A. α-Helical Membrane Proteins
Many fully inserted membrane proteins utilize bundles of α-helices tospanthe lipid bilayer. The structure of the photoreaction center, the first membrane protein whose structure was determined, clearly shows this strategy (Fig. 17a). It consists of polypeptide chains that span the lipid bilayer utilizing 11 transmembrane α-helices. Interestingly the surfaces that face the interior of the bilayer are more hydrophobic than the interior of the protein, whereas the components that face the aqueous environments are similar to the surfaces of water soluble proteins. Thus there is no tendency for proteins to unfold in the lipid bilayer. This suggests that the same forces that stabilize water-soluble proteins are responsible for the stability of membrane proteins. α-Helices are the major component of proton pumps such as bacteriorhodopsin (Fig. 17c) and K+ channel proteins.
B. β-Sheet Membrane Proteins
The outer membranes of gram-negative bacteria contain channels that allow the diffusion of small solutes and ions into the periplasmic space. These channels are formed by bacterial porins that are built almost entirely of antiparallel transmembrane β-strands (Fig. 17b). The topology of these proteins is exceedingly simple, consisting of upand- down strands where the first strand hydrogen bonds with the last strand of the sheet. In this way the hydrogen bonding potential of the β-strands is completely satisfied and a hydrophobic surface is presented by the side chains that extend into the lipid bilayer. The channel lies down the middle of the barrel. The side chains that line the pore provide some selectivity for the nature of the solutes that diffuse through the channel. All bacterial porins exist as oligomers (mostly trimers) where the interface between the porin subunits form a hydrophobic interior that is otherwise missing from these proteins.

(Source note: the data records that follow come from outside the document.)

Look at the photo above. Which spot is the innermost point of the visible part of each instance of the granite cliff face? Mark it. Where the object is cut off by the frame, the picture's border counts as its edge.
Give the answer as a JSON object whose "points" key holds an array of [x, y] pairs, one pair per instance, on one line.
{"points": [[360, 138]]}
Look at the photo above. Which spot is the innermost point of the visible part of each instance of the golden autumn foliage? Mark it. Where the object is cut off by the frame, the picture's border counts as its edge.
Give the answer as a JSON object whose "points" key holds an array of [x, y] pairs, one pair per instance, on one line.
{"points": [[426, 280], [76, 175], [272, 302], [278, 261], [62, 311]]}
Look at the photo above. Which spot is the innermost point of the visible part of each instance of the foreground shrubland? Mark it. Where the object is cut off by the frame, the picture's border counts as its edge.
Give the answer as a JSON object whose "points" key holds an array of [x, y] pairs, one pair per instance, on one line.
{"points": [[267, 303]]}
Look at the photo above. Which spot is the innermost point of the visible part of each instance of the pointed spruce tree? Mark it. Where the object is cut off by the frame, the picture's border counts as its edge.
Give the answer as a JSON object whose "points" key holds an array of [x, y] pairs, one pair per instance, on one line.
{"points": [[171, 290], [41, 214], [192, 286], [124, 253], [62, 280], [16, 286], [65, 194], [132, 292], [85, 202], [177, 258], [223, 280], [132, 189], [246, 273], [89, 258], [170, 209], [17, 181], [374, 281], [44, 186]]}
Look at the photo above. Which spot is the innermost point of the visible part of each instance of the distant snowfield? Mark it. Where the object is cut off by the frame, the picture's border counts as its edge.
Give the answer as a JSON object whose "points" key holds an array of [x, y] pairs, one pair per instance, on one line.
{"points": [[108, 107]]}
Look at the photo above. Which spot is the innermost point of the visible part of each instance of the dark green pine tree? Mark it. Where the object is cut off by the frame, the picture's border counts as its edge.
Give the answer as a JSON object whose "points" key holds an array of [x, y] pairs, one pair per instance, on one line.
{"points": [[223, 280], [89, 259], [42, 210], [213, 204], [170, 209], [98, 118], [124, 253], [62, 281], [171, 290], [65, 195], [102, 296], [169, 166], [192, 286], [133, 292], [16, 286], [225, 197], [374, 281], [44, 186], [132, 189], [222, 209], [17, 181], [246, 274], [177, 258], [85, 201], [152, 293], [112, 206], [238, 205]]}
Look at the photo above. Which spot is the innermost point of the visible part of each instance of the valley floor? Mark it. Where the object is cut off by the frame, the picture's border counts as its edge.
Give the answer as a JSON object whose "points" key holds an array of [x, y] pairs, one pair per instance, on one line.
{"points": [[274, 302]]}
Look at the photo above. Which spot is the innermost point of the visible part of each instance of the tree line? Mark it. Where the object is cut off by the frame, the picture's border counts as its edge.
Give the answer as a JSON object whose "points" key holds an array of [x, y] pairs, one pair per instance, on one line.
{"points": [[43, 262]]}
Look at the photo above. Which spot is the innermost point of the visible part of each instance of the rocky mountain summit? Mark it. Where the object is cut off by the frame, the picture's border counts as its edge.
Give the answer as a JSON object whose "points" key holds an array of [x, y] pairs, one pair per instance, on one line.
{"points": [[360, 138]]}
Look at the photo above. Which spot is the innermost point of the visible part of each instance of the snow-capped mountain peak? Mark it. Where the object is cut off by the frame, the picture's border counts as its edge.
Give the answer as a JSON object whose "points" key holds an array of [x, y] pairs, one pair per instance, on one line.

This type of antiparallel packing of β-strands in integral membrane proteins has also been observed in hemolysin. Hemolysin is a heptameric pore forming protein from Staphylococcus aureus, where each of the subunits contributes two antiparallel β-strands to the transmembrane segment creating a 14 stranded barrel.
C. Other Membrane Motifs
Not all membrane proteins extend completely through the lipid bilayer, indeed many of the biosynthetic enzymes that are tightly bound to the membrane only extend into one face. A good example of this is prostaglandin synthase (Fig. 17d). This enzyme converts arachidonic acid into prostaglandin (PGH2) and exhibits two catalytic activities: a cycloxygenase and peroxidase. It is an important enzyme since it catalyzes a critical step in the biosynthesis of a wide range of eicosanoids that control the inflammatory response, pain and fever, blood pressure, induction of blood clotting, induction of labor, and the sleep/wake cycle. In most respects the structure of this dimeric enzyme is very similar to other water enzymes, except that it exhibits a highly hydrophobic surface that is built from four α-helices per subunit that are inserted into the lipid bilayer. The use of α-helices to penetrate one side of a lipid bilayer would appear to be a common feature of proteins that interact with one side of a membrane. Interestingly the active site opens to the lipid bilayer via a large tunnel. This provides a thermodynamically acceptable route for arachidonic acid, which is a hydrophobic substrate to enter the enzyme. Prostaglandin synthase is the site of action of nonsteroidal anti-inflammatory drugs such as aspirin and ibuprofen, which act to block the channel that opens to the lipid bilayer and prevent arachidonic acid from being converted to PGH2.